CNN training procedures could integrate Lazy Luna’s capabilities as part of the training procedure. By storing the annotations for the evaluation dataset in Lazy Luna’s format, Dice metric values would be offered, but clinically relevant outliers of cases would also be analysed accordingly. This would enhance the evaluation by considering the interconnected nature of Dice metric values and the volumetric differences they cause.

In several guidelines it is recommended to perform evaluation based on the AHA model1. In the future, Lazy Luna will provide the AHA model as an intermittent analysis step, allowing for tracking of annotation differences from AHA-segments.

The classes generically keep track of images and annotations. This software backend can be extended to include other quantification techniques as well.

### Limitations

Lazy Luna is intended to be generic, however currently it is limited to short-axis cine stacks and should be shown to generalize to other cardiac structures and imaging sequences. Other outputs such as AI segmentations maps and other software vendors are to be tested in future work.

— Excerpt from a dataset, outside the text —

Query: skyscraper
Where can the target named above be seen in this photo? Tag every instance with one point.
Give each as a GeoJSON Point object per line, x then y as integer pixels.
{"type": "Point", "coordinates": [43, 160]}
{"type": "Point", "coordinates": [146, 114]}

Lazy Luna is intended to be open-source in the future as to be available to and extendable by other researchers. Other image and annotation pre-processing steps (i.e. steps typically necessary for AI-contests) will be automatically addressed before source-code publication so that researchers can reproduce results on available segmentation contests.

## Conclusion

The introduced software Lazy Luna enables an automatic multilevel evaluation of readers on quantitative results. In our use-case the readers showed an overall good agreement on the level of individual segmentations and clinical results. Lazy Luna allowed pinpointing origins of large millilitre difference to segmentation differences in specific cardiac structures and locations. Future developments include generalizing the software’s applicability to different sequences and anatomical structures.